Подполковник заёрзал на стуле, – Вообще-то такую информацию в службу безопасности надо передавать.

– Ну это вы уже сами решайте, куда и кому её передавать, только просьба у меня всё та же, моя фамилия нигде не должна фигурировать.

Пётр Дмитриевич хмыкнул, – тогда эта информация только для меня будет. Ладно, подумаю…

Мы поднялись и направились к выходу.

– А ведь я сегодня в госпиталь еду, договорился с другом-хирургом.

– Удачной вам поездки, и про меня другу-хирургу тоже говорить не надо.

– Вот ты какой, Александр, нигде светиться не хочешь.

– Вы уж простите, но пока мне рано появляться на публике.

Мы пожали друг другу руки и разъехались каждый в свою сторону.

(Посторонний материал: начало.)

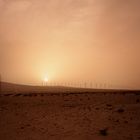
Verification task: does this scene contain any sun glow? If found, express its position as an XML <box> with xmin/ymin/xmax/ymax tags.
<box><xmin>44</xmin><ymin>77</ymin><xmax>49</xmax><ymax>82</ymax></box>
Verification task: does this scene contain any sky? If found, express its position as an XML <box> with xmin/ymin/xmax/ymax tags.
<box><xmin>0</xmin><ymin>0</ymin><xmax>140</xmax><ymax>89</ymax></box>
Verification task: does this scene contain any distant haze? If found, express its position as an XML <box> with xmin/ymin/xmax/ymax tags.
<box><xmin>0</xmin><ymin>0</ymin><xmax>140</xmax><ymax>89</ymax></box>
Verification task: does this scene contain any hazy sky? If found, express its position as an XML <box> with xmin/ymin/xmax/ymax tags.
<box><xmin>0</xmin><ymin>0</ymin><xmax>140</xmax><ymax>89</ymax></box>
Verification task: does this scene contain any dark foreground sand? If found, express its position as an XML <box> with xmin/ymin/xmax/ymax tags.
<box><xmin>0</xmin><ymin>92</ymin><xmax>140</xmax><ymax>140</ymax></box>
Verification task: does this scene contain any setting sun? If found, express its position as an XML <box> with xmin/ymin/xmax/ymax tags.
<box><xmin>44</xmin><ymin>77</ymin><xmax>49</xmax><ymax>82</ymax></box>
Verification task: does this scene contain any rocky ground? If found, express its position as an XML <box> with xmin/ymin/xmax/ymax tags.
<box><xmin>0</xmin><ymin>92</ymin><xmax>140</xmax><ymax>140</ymax></box>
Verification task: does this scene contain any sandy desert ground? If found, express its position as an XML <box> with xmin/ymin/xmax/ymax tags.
<box><xmin>0</xmin><ymin>82</ymin><xmax>140</xmax><ymax>140</ymax></box>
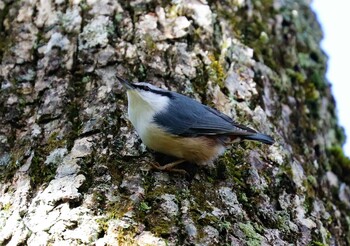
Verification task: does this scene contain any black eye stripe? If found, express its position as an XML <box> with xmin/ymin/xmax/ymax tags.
<box><xmin>135</xmin><ymin>85</ymin><xmax>173</xmax><ymax>98</ymax></box>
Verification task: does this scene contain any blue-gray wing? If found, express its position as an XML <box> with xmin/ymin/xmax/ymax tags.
<box><xmin>154</xmin><ymin>93</ymin><xmax>256</xmax><ymax>137</ymax></box>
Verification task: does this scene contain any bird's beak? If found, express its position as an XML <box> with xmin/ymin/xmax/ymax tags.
<box><xmin>116</xmin><ymin>76</ymin><xmax>135</xmax><ymax>90</ymax></box>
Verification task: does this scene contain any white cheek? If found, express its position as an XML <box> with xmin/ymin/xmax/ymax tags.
<box><xmin>127</xmin><ymin>91</ymin><xmax>169</xmax><ymax>142</ymax></box>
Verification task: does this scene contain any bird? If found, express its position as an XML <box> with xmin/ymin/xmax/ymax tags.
<box><xmin>116</xmin><ymin>76</ymin><xmax>274</xmax><ymax>173</ymax></box>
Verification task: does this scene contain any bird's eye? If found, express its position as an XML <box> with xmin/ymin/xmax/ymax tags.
<box><xmin>141</xmin><ymin>85</ymin><xmax>149</xmax><ymax>91</ymax></box>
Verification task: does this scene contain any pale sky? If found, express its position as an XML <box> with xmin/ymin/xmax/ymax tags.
<box><xmin>312</xmin><ymin>0</ymin><xmax>350</xmax><ymax>157</ymax></box>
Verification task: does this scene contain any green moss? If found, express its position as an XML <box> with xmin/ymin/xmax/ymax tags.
<box><xmin>238</xmin><ymin>223</ymin><xmax>263</xmax><ymax>246</ymax></box>
<box><xmin>311</xmin><ymin>241</ymin><xmax>327</xmax><ymax>246</ymax></box>
<box><xmin>139</xmin><ymin>202</ymin><xmax>151</xmax><ymax>212</ymax></box>
<box><xmin>327</xmin><ymin>146</ymin><xmax>350</xmax><ymax>184</ymax></box>
<box><xmin>208</xmin><ymin>55</ymin><xmax>226</xmax><ymax>88</ymax></box>
<box><xmin>2</xmin><ymin>203</ymin><xmax>11</xmax><ymax>211</ymax></box>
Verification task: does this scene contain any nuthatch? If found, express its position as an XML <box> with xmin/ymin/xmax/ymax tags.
<box><xmin>117</xmin><ymin>77</ymin><xmax>274</xmax><ymax>170</ymax></box>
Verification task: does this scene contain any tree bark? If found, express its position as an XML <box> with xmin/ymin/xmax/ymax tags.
<box><xmin>0</xmin><ymin>0</ymin><xmax>350</xmax><ymax>245</ymax></box>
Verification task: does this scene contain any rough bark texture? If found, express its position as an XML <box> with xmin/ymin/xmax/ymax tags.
<box><xmin>0</xmin><ymin>0</ymin><xmax>350</xmax><ymax>245</ymax></box>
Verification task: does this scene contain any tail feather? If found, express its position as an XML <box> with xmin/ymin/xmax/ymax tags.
<box><xmin>242</xmin><ymin>133</ymin><xmax>275</xmax><ymax>145</ymax></box>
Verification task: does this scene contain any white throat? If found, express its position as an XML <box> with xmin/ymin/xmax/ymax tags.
<box><xmin>127</xmin><ymin>90</ymin><xmax>170</xmax><ymax>141</ymax></box>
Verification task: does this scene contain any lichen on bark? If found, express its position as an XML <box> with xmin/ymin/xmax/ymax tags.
<box><xmin>0</xmin><ymin>0</ymin><xmax>350</xmax><ymax>245</ymax></box>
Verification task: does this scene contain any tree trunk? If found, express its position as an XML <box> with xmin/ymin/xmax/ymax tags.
<box><xmin>0</xmin><ymin>0</ymin><xmax>350</xmax><ymax>245</ymax></box>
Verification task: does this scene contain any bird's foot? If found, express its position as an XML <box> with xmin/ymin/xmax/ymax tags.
<box><xmin>151</xmin><ymin>160</ymin><xmax>188</xmax><ymax>175</ymax></box>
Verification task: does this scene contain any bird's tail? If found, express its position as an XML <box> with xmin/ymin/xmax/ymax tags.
<box><xmin>241</xmin><ymin>133</ymin><xmax>275</xmax><ymax>145</ymax></box>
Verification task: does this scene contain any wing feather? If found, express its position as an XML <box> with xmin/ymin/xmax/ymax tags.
<box><xmin>154</xmin><ymin>93</ymin><xmax>256</xmax><ymax>137</ymax></box>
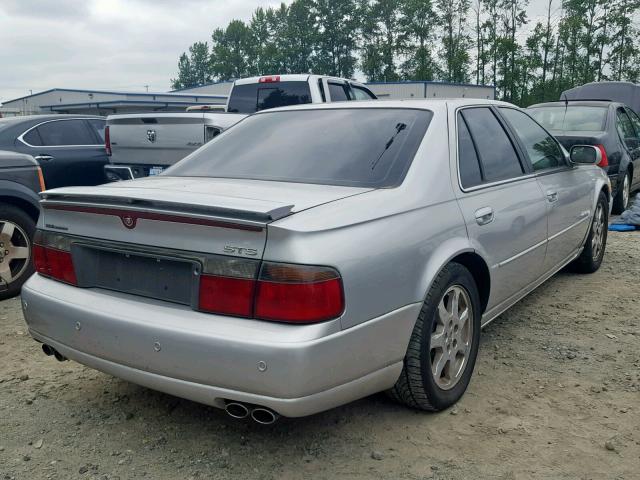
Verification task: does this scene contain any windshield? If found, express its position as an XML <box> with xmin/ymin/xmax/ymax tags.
<box><xmin>228</xmin><ymin>81</ymin><xmax>311</xmax><ymax>113</ymax></box>
<box><xmin>165</xmin><ymin>108</ymin><xmax>433</xmax><ymax>188</ymax></box>
<box><xmin>527</xmin><ymin>105</ymin><xmax>607</xmax><ymax>132</ymax></box>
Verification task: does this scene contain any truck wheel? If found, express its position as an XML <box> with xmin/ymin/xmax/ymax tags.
<box><xmin>0</xmin><ymin>204</ymin><xmax>36</xmax><ymax>300</ymax></box>
<box><xmin>612</xmin><ymin>171</ymin><xmax>631</xmax><ymax>215</ymax></box>
<box><xmin>571</xmin><ymin>192</ymin><xmax>609</xmax><ymax>273</ymax></box>
<box><xmin>389</xmin><ymin>263</ymin><xmax>481</xmax><ymax>411</ymax></box>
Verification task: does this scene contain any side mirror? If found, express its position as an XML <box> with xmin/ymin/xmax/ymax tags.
<box><xmin>569</xmin><ymin>145</ymin><xmax>602</xmax><ymax>165</ymax></box>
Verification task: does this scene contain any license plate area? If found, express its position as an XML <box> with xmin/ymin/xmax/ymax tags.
<box><xmin>71</xmin><ymin>244</ymin><xmax>200</xmax><ymax>305</ymax></box>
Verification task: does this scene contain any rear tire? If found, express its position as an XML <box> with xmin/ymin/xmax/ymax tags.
<box><xmin>571</xmin><ymin>192</ymin><xmax>609</xmax><ymax>273</ymax></box>
<box><xmin>612</xmin><ymin>171</ymin><xmax>631</xmax><ymax>215</ymax></box>
<box><xmin>388</xmin><ymin>263</ymin><xmax>481</xmax><ymax>411</ymax></box>
<box><xmin>0</xmin><ymin>204</ymin><xmax>36</xmax><ymax>300</ymax></box>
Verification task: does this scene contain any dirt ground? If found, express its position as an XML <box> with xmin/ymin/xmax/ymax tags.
<box><xmin>0</xmin><ymin>233</ymin><xmax>640</xmax><ymax>480</ymax></box>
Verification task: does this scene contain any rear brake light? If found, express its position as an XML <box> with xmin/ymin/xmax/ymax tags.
<box><xmin>104</xmin><ymin>125</ymin><xmax>111</xmax><ymax>157</ymax></box>
<box><xmin>198</xmin><ymin>275</ymin><xmax>256</xmax><ymax>317</ymax></box>
<box><xmin>33</xmin><ymin>244</ymin><xmax>78</xmax><ymax>285</ymax></box>
<box><xmin>258</xmin><ymin>75</ymin><xmax>280</xmax><ymax>83</ymax></box>
<box><xmin>596</xmin><ymin>145</ymin><xmax>609</xmax><ymax>167</ymax></box>
<box><xmin>255</xmin><ymin>263</ymin><xmax>344</xmax><ymax>323</ymax></box>
<box><xmin>198</xmin><ymin>262</ymin><xmax>344</xmax><ymax>323</ymax></box>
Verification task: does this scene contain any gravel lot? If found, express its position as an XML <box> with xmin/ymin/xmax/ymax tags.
<box><xmin>0</xmin><ymin>233</ymin><xmax>640</xmax><ymax>479</ymax></box>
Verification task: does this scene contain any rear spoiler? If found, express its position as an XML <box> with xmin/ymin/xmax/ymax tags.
<box><xmin>40</xmin><ymin>192</ymin><xmax>294</xmax><ymax>231</ymax></box>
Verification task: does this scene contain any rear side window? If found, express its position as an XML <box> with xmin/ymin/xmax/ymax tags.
<box><xmin>462</xmin><ymin>107</ymin><xmax>524</xmax><ymax>182</ymax></box>
<box><xmin>229</xmin><ymin>82</ymin><xmax>311</xmax><ymax>113</ymax></box>
<box><xmin>87</xmin><ymin>118</ymin><xmax>107</xmax><ymax>143</ymax></box>
<box><xmin>37</xmin><ymin>120</ymin><xmax>97</xmax><ymax>146</ymax></box>
<box><xmin>527</xmin><ymin>105</ymin><xmax>607</xmax><ymax>132</ymax></box>
<box><xmin>22</xmin><ymin>128</ymin><xmax>42</xmax><ymax>147</ymax></box>
<box><xmin>458</xmin><ymin>114</ymin><xmax>482</xmax><ymax>188</ymax></box>
<box><xmin>329</xmin><ymin>82</ymin><xmax>349</xmax><ymax>102</ymax></box>
<box><xmin>500</xmin><ymin>108</ymin><xmax>566</xmax><ymax>170</ymax></box>
<box><xmin>168</xmin><ymin>108</ymin><xmax>433</xmax><ymax>188</ymax></box>
<box><xmin>351</xmin><ymin>85</ymin><xmax>376</xmax><ymax>100</ymax></box>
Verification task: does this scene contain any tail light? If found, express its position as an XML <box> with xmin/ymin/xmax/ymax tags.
<box><xmin>104</xmin><ymin>125</ymin><xmax>111</xmax><ymax>157</ymax></box>
<box><xmin>33</xmin><ymin>244</ymin><xmax>78</xmax><ymax>285</ymax></box>
<box><xmin>199</xmin><ymin>262</ymin><xmax>344</xmax><ymax>323</ymax></box>
<box><xmin>596</xmin><ymin>145</ymin><xmax>609</xmax><ymax>167</ymax></box>
<box><xmin>258</xmin><ymin>75</ymin><xmax>280</xmax><ymax>83</ymax></box>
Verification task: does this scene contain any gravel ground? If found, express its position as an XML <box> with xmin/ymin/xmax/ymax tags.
<box><xmin>0</xmin><ymin>233</ymin><xmax>640</xmax><ymax>479</ymax></box>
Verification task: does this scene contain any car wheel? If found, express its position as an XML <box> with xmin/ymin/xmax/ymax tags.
<box><xmin>572</xmin><ymin>192</ymin><xmax>609</xmax><ymax>273</ymax></box>
<box><xmin>0</xmin><ymin>205</ymin><xmax>36</xmax><ymax>300</ymax></box>
<box><xmin>389</xmin><ymin>263</ymin><xmax>481</xmax><ymax>411</ymax></box>
<box><xmin>612</xmin><ymin>172</ymin><xmax>631</xmax><ymax>214</ymax></box>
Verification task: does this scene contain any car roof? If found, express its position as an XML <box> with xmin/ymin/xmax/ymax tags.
<box><xmin>527</xmin><ymin>100</ymin><xmax>622</xmax><ymax>108</ymax></box>
<box><xmin>254</xmin><ymin>98</ymin><xmax>519</xmax><ymax>115</ymax></box>
<box><xmin>0</xmin><ymin>113</ymin><xmax>104</xmax><ymax>124</ymax></box>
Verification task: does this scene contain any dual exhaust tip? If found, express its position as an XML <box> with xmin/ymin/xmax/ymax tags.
<box><xmin>42</xmin><ymin>343</ymin><xmax>68</xmax><ymax>362</ymax></box>
<box><xmin>224</xmin><ymin>402</ymin><xmax>280</xmax><ymax>425</ymax></box>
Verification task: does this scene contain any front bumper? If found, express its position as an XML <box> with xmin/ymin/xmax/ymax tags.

В течении дня я несколько раз обдумывал утренний разговор и решил попросить подполковника посмотреть на тело «упыря». Ну не верилось мне, что он сам свёл счёты с жизнью. Удастся ли мне что-то узнать, осматривая труп, не знаю, но попробовать можно. Однако Пётр Дмитриевич меня опередил. За час до конца работы он вновь позвонил мне и сказал, что вновь надо встретиться. Я снова пошёл отпрашиваться. С начальником отдела у меня были хорошие отношения, поэтому он не возражал против моего незапланированного ухода, только спросил, – Александр, у тебя проблемы?

– Пока нет, и надеюсь, что сегодня всё закончится. – объяснять, что у меня за дела, мне было не с руки.

– Ну ты смотри, – продолжил начальник, – у меня много друзей в разных сферах, если что, говори, может быть я смогу чем-то помочь.

– Спасибо, буду иметь ввиду.

С подполковником мы встретились в том же кафе, что и утром. Он сидел такой же хмурый.

– Что ещё случилось, Пётр Дмитриевич?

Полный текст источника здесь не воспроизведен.